Any change or direction comes from business leadership and ideally should be enacted within a structured framework. This includes how processes are identified, how ideas are rolled out, and how the improvement will be communicated to the workforce.
If managers and supervisors have an incredible idea but do not implement it in a standardized way or if workers can’t tell what the latest communication is, then the business risks playing “corporate broken telephone”.
To see business process standard work in action, let's run through a scenario where leadership wants to improve specific processes on the shop floor. They can follow the below 3-phase business process structure while employing several solutions.
Phase 1: Discovery
During this phase, process management leaders identify key areas that need to be addressed and improved. At the same time, they can also consolidate multiple processes if they are working to establish a new best practice.
To aid the discovery phase, companies can employ the following solutions.
- Gemba Walks: Go to the shop floor.

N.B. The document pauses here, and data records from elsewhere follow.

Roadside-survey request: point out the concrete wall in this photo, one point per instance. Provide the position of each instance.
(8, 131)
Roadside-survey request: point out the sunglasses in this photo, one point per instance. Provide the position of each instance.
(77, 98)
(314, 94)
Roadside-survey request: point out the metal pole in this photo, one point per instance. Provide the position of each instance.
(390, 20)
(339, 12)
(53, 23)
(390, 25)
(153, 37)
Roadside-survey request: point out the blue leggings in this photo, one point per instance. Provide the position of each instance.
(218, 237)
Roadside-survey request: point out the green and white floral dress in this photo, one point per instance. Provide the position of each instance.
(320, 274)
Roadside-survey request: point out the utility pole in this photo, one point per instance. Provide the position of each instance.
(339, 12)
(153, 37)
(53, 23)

See the work for yourself and speak with operators to gain their unique perspectives on problems and successes.
- DMS (Daily Management System): Create a lean strategy that accurately tracks operational performance through an advanced auditing system.
At the end of discovery, you and your team should have an idea of what improvements you’d like to implement on the shop floor and a general action plan to accomplish them.
Phase 2: Approval
Now, the process needs to be approved by all key players, including engineers and other members of the leadership team. When improving any process, it is a good idea to get others to look at it before it is implemented on the shop floor. The approval process ensures that there are no missed manufacturing expenditures or inconsistencies within the process.

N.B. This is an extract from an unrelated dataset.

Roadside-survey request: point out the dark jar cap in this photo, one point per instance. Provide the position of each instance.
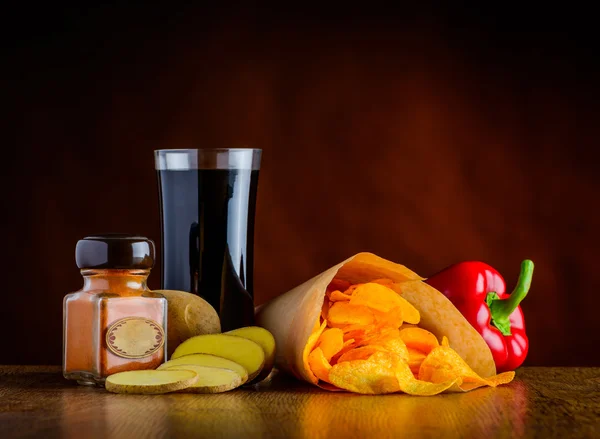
(116, 251)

This approval phase can even be extended to shop floor workers since they have the most intimate knowledge of the value-added work.

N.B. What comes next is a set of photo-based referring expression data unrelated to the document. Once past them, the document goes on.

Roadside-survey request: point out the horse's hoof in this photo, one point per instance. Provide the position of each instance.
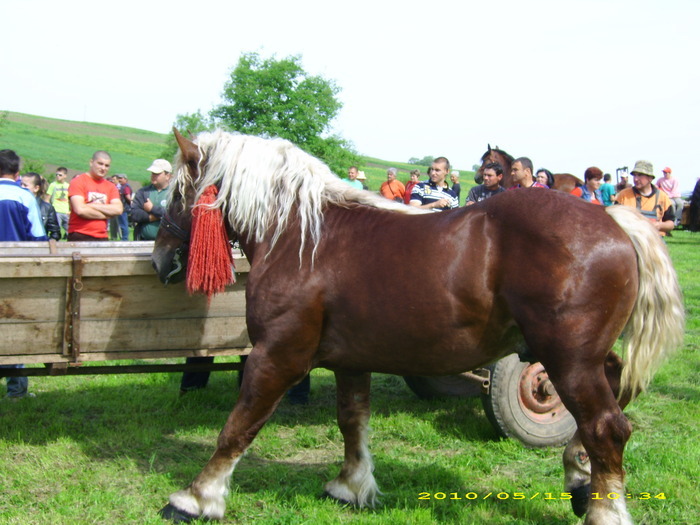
(339, 501)
(169, 512)
(579, 499)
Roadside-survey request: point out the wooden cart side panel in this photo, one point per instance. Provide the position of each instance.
(125, 312)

Pro Tip: Accurately demonstrate the new process for approval by building the process within a digital standardization tool. Our work instruction software has a built-in approval process that users can select to ensure that every work instruction is only implemented after all necessary parties have given approval.
Phase 3: Implementation
Once approval has been secured, it is time to implement the new improved process on the shop floor. Typically, businesses can opt to accomplish the implementation of an improved process by either re-training all employees or simply communicating the changes to them through real-time learning platforms.
While retraining employees can be useful in certain scenarios, improvement is often incremental, minimizing the need for complete retraining with every improvement.
If using work instruction software, process authors can set up notifications and alerts to inform operators of specific changes. These can either appear as soon as the operator opens the guidebook or at the specific step that has been changed.
Additionally, authors can program the guidebook to not allow users to continue past the notification without supervisor approval.
While this 3-phase process is just the beginning of creating your business standard work, it is a good preliminary structure that will help improve how you standardize processes on your shop floor using types 1, 2, and 3. Companies can also opt for the lean improvement methodology like DMAIC to standardize how processes are improved and maintained.
Which Type of Standard Work is Right for You?
Answering this question is highly dependent on your production and the unique needs of your production environment, customers, and products. However, with a clear understanding of the 4 types of standard work, every process and operation can fit into a strong standardized method.
If using standardization tools like work instruction software or digital SOPs, directing your employees while measuring performance and controlling the process are simpler than ever before.